В сериале регулярно возникают сюжеты без явного политического или социального смысла, зато с несомненной художественной силой. Например, в четвертой серии появляется «принцесса Укока» — мумия молодой женщины, извлеченная из вечной мерзлоты в горах Алтая. Открытие, конечно, важное, но не настолько, чтобы по нему судить о России 1993 года.
Тем не менее режиссер почему-то задерживает наше внимание на почерневшем теле, с которого падают мерные капли талой воды. Он показывает эти кадры достаточно долго, чтобы раззадорить фантазию зрителя. Алтайская «принцесса» провела целую вечность в ледяном плену, мир, куда она возвращается, ей уже незнаком, и она перед ним абсолютно беспомощна. Чем не собирательный портрет россиянина, заброшенного в новую экономическую реальность?
С похожей целью Кертис использует отрывок из низкобюджетной советской экранизации «Властелина колец», опубликованной на ютьюбе в 2021 году: Смеагол, будущий Голлум, убивает друга Деагола, чтобы завладеть Кольцом Всевластия. Едва ли режиссера волнует специфическая эстетика советского телевидения — скорее, этот эпизод предсказывает судьбу Ельцина, который в сериале стремительно проходит путь от демократического лидера до коррумпированного, одержимого властью политика.

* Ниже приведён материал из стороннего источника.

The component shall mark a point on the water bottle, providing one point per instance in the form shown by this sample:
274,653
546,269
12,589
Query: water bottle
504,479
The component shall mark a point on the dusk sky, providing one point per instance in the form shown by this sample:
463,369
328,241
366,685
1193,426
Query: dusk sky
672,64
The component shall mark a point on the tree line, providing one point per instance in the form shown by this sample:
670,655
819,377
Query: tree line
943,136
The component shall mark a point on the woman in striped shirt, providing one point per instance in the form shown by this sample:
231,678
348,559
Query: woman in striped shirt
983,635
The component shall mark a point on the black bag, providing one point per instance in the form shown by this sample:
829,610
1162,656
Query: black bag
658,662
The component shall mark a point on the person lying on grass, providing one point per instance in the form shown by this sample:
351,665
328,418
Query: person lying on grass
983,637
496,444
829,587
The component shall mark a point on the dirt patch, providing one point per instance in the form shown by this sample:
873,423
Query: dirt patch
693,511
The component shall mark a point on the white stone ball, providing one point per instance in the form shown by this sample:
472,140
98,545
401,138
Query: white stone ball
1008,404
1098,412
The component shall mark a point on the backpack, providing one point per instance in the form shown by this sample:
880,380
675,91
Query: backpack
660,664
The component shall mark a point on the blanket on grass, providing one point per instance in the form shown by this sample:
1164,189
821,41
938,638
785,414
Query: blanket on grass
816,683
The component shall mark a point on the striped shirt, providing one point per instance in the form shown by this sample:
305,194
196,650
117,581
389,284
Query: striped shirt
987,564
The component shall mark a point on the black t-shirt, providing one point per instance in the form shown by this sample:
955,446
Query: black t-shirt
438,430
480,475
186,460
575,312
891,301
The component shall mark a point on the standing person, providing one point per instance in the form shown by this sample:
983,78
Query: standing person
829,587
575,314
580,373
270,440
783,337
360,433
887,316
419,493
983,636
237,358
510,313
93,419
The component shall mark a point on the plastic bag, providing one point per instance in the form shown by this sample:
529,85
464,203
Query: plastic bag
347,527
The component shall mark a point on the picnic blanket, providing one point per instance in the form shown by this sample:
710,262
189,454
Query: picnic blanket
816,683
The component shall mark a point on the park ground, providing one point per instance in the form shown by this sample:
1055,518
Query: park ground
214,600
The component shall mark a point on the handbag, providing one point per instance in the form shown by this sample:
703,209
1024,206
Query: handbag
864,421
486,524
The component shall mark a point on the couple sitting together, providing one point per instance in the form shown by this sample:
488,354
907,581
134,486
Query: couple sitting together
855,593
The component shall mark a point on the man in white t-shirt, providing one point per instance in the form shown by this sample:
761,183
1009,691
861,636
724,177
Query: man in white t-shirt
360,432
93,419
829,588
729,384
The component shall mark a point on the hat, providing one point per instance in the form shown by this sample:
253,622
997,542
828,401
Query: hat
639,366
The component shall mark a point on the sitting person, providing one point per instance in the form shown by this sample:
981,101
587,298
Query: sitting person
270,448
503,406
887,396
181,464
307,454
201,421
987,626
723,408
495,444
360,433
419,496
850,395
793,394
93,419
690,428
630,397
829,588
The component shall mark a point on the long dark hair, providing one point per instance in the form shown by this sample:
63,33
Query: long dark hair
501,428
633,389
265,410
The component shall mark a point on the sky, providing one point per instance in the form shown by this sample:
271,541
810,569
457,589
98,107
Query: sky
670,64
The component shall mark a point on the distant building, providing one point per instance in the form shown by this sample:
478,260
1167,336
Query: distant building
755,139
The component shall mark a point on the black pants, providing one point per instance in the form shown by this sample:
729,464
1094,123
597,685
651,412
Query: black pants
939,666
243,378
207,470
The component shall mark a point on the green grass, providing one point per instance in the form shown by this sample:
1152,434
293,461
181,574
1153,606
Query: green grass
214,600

Кертис ищет в архивных записях не только значимые свидетельства времени, но и тайные знаки, метафоры, которые загадочным образом должны сделать его интерпретацию убедительнее. Так же работает с нашим сознанием рифмованный текст: если слова созвучны — нам кажется, что и сами явления связаны. Режиссер как будто надеется обнаружить за реальностью некий разумный замысел — на самом деле, разумеется, принадлежащий ему самому.
Все это нужно Кертису, чтобы зрители видели в его сериале искусственную конструкцию, которая, бесспорно, отражает действительность, но не целиком и не всегда точно. Эта честная самокритичная позиция — мол, я не знаю этого наверняка, но мне так представляется — помогает режиссеру подняться над историей, которую он рассказывает. Все политические силы, действующие в «TraumaZone» — демократы, коммунисты, националисты, олигархи, — создавали для сторонников виртуальную реальность и выдавали ее за подлинную. Это последнее, чем Кертис хочет заниматься. Отсюда — его демонстративная субъективность.
А в чем разница?
Советский строй правильно называть социализмом. При коммунизме, согласно марксистскому учению, не будет ни государства, ни денег. Воплотить эту концепцию не удалось ни в СССР, ни в других странах, управляемых коммунистическими партиями.